Eric is right on about the laundry lists of descriptors many critics use. It’s too often pretentious, precious and downright silly, all those olalaberries and grilled asphalt and so on. I myself have vastly simplified my metaphors over the years, and moved more toward writing about balance, structure and elegance (or the lack thereof). My problem with some young bloggers is that they’re going back to the use of obscure fruits, flowers etc. Maybe they have to; maybe that’s something the novice wine writer has to do.
Earlier, my old colleague Jeff Morgan had a panel called “What wine writers need to know about wine” that was particularly welcome, I’m sure, by all us writers. There’s been much discussion, including here on my blog, about how much technical knowledge a wine writer should have. A little? A lot? Obviously, some knowledge is desirable, but I’ve always thought a lot is unnecessary and can even be a hindrance. A move critic doesn’t need to know all about digital film technology or lighting manufacturers or Dolby sound. If technical knowledge made for a better wine critic, the best of them would be viticulture and enology professors — which is patently not the case.

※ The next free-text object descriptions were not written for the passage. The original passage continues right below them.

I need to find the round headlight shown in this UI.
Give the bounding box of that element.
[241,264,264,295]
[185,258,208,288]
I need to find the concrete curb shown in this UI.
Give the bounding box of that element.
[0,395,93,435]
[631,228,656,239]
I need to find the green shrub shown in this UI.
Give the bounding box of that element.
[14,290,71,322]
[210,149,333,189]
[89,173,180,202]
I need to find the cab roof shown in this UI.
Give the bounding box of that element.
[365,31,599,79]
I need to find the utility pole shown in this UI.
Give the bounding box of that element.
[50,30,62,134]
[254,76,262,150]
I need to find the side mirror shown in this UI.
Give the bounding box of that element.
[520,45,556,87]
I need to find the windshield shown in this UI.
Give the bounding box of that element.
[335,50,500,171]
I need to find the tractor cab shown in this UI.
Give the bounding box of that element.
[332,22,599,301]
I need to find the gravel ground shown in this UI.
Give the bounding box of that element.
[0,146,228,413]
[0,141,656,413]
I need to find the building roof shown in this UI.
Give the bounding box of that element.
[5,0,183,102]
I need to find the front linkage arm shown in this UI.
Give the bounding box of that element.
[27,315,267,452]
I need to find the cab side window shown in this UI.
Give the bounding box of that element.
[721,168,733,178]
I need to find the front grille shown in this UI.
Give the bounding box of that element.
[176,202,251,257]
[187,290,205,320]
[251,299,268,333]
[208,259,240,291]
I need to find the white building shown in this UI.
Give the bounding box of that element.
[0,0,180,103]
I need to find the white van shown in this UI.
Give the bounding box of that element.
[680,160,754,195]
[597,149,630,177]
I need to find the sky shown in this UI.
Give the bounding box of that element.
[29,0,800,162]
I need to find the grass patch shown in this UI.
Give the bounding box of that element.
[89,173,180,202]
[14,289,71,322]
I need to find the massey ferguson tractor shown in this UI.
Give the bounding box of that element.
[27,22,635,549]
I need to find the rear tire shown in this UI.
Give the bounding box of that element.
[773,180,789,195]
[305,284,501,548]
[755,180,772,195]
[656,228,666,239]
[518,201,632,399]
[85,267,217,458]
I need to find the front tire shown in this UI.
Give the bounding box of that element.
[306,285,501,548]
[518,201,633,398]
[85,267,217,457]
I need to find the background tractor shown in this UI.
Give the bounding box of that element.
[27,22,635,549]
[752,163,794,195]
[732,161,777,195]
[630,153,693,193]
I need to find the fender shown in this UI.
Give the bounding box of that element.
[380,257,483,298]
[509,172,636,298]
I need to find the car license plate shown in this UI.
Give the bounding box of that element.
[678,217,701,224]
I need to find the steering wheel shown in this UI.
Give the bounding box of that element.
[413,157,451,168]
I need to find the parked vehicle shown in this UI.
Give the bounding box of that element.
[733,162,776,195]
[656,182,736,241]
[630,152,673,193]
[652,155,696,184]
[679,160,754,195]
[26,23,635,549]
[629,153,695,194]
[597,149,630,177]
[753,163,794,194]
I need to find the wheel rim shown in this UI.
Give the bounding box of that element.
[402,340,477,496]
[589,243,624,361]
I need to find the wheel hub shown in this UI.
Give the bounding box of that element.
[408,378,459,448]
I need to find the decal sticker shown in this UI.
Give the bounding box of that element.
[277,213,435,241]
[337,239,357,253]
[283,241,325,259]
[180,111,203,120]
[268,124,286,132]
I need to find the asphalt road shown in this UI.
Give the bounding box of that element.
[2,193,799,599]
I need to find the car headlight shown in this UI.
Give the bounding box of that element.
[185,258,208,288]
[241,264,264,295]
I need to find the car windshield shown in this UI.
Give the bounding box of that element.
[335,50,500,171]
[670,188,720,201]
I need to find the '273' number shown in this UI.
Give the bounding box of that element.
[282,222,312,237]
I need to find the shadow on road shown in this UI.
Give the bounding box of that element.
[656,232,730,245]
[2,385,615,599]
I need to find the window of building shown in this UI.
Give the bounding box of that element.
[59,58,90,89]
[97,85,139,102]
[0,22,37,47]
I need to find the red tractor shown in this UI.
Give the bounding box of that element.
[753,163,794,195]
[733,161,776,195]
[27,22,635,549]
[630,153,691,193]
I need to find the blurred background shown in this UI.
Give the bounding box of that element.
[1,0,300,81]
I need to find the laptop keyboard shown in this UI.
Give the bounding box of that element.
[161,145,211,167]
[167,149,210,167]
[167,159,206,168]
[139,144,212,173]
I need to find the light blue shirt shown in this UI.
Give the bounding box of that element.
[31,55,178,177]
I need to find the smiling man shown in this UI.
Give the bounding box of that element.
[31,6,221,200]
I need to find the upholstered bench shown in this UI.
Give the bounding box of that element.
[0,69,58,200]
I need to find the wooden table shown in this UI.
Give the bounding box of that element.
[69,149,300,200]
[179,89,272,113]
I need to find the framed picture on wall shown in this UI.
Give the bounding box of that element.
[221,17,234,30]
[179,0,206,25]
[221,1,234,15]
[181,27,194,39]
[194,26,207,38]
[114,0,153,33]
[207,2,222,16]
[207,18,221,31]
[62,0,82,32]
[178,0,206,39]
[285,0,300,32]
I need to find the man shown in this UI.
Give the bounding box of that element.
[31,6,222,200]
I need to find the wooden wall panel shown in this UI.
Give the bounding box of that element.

Jeff raised the question of watering back wines or musts to combat high alcohol — which he said 80% of Napa vintners routinely do. He said although this actually improves the wines, the winemakers are loathe to admit to writers that they do it. “It’s because some powerful columnists lambast anything they perceive as interventionist, and the public buys into that,” I said. Jeff, or course, agreed. I personally am not bothered by so-called “interventions” to make better wine. Everything about winemaking is interventionist. It’s a bogus controversy ginned up by some writers who don’t actually have to make wine themselves. If a winemaker waters down, or acidulates, or sulfurs, or uses R.O. — whatever — who cares, as long as the wine is good? So next time you read a critic ranting about “intervention,” understand he’s just looking to pick a fight.
Later that day, we did a blind tasting of 5 Napa reds with Ms. MacNeil and I completely wiped out. We all did. I don’t necessarily feel bad abut guessing Barbera when the wine was an old field blend, and so on. The important thing in these useful exercises is for your logic, your deductive process to be correct. I understand that in the M.W. tests they don’t care if you guess the wine correctly, they want to know that your reasoning was accurate.
In the evening Bill Harlan hosted a few of us for drinks, and then it was on to the Restaurant at Meadowood. The food was obviously great but for me the highlight was sitting (and drinking) with Eric Asimov and Alder Yarrow, both of whom I got to know much better than ever. Such smart guys, so savvy and brilliant in their own unique ways. Easy to see why they’re both where they are in their blog careers. We had what easily was the greatest conversation about blogging, social media and where it’s all going that I’ve ever had. (And I was so pleased to discover that Eric and I share a martial arts education.) Now, this morning, it’s on to the two big panels, Alder’s on Monetizing your new media writing (which I’m on) and mine on Wine writers, ethics and income streams. This is going to be hot stuff. I’ll report tomorrow.